José Pablo Iriarte is joining us today to talk about her novel, Benny Ramirez and the Nearly Departed. Here’s the publisher’s description:

Benny Ramírez can see dead people . . . Well, one dead person, anyway.

After moving cross-country into his late grandfather’s Miami mansion, Benny discovers that the ghost of his famous trumpet-playing abuelo, the great Ignacio Ramírez, is still there . . . and isn’t too thrilled about it. He’s been barred from the afterlife, and no one can see him except his grandson. But Benny’s got problems of his own. He’s enrolled in a performing arts school with his siblings, despite having no obvious talent.

Luckily, Abuelo believes they can help each other. Abuelo has until New Year’s Eve to do some good in the world and thinks that teaching Benny how to play the trumpet and become a school celebrity might be his ticket into the great fiesta in the sky. Having no better ideas, Benny finds himself taking Abuelo’s advice—to disastrous and hilarious results.

What’s José‘s favorite bit?

My favorite bit of my debut middle grade novel is the very first scene. Maybe I shouldn’t admit that? Maybe I should tell you that you have to read two-thirds of the book to get to it, so you will feel pressured to buy the book. But that would make a more boring post, because it wouldn’t be true.

And, you know, there’s lots of stuff further into the book that reviewers have already said nice things about, so by all means read on and maybe one of those will be your favorite bit. But my favorite part is the beginning because it breaks all the rules about what works and what you can do in a kids’ book especially, and it fills me with delight that I got away with it.

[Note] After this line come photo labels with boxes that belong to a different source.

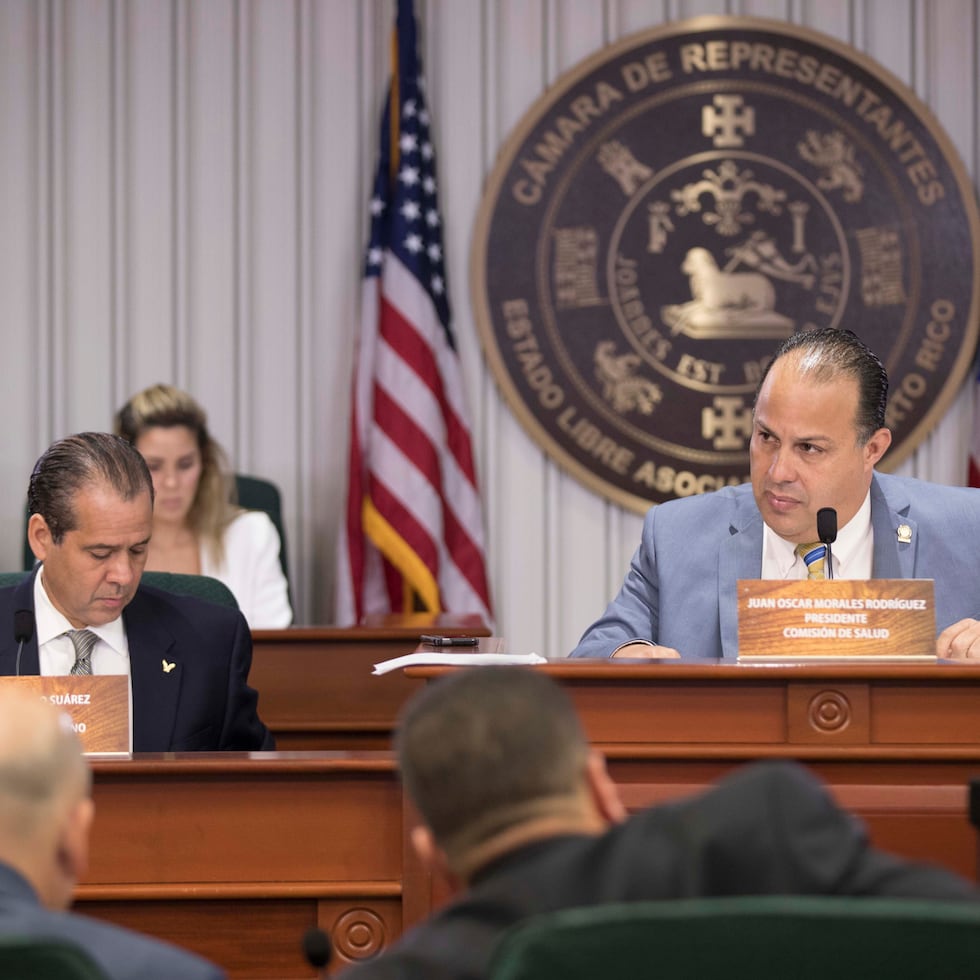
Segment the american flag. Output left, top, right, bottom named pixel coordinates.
left=335, top=0, right=491, bottom=624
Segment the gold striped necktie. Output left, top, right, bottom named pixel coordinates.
left=796, top=541, right=827, bottom=579
left=65, top=630, right=99, bottom=674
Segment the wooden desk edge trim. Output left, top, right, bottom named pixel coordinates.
left=403, top=657, right=980, bottom=684
left=75, top=881, right=402, bottom=902
left=90, top=749, right=396, bottom=781
left=592, top=738, right=980, bottom=766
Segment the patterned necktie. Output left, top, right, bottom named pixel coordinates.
left=796, top=542, right=827, bottom=579
left=65, top=630, right=98, bottom=674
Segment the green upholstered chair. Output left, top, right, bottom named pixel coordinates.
left=141, top=572, right=238, bottom=609
left=490, top=896, right=980, bottom=980
left=0, top=572, right=238, bottom=608
left=0, top=936, right=109, bottom=980
left=21, top=473, right=289, bottom=585
left=235, top=473, right=289, bottom=583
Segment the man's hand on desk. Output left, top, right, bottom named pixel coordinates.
left=936, top=619, right=980, bottom=660
left=613, top=643, right=676, bottom=660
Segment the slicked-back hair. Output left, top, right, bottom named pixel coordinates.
left=395, top=667, right=588, bottom=858
left=27, top=432, right=153, bottom=544
left=756, top=327, right=888, bottom=445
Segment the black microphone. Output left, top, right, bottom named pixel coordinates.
left=303, top=926, right=333, bottom=977
left=14, top=609, right=34, bottom=677
left=817, top=507, right=837, bottom=578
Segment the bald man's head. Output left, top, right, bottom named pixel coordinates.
left=0, top=688, right=93, bottom=908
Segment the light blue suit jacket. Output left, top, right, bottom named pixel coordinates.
left=571, top=473, right=980, bottom=660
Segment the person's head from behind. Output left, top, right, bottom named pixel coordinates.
left=395, top=667, right=623, bottom=881
left=0, top=688, right=95, bottom=909
left=27, top=432, right=153, bottom=629
left=749, top=327, right=891, bottom=543
left=115, top=384, right=231, bottom=534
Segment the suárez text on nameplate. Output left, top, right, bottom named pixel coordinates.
left=738, top=578, right=936, bottom=661
left=0, top=674, right=129, bottom=755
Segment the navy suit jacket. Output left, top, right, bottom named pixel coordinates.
left=571, top=473, right=980, bottom=660
left=0, top=864, right=224, bottom=980
left=0, top=572, right=275, bottom=752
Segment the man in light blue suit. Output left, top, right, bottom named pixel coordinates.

I vividly remember the responses from my critique group of young adult and middle grade authors when we met to discuss the opening of the my newest project. We met via Zoom, because pandemic, and so all their faces were aligned on screen with more or less the same expression: incredulity at the blatant disregard for every bit of received wisdom that my opening showed, and incredulity at the fact that somehow . . . it worked.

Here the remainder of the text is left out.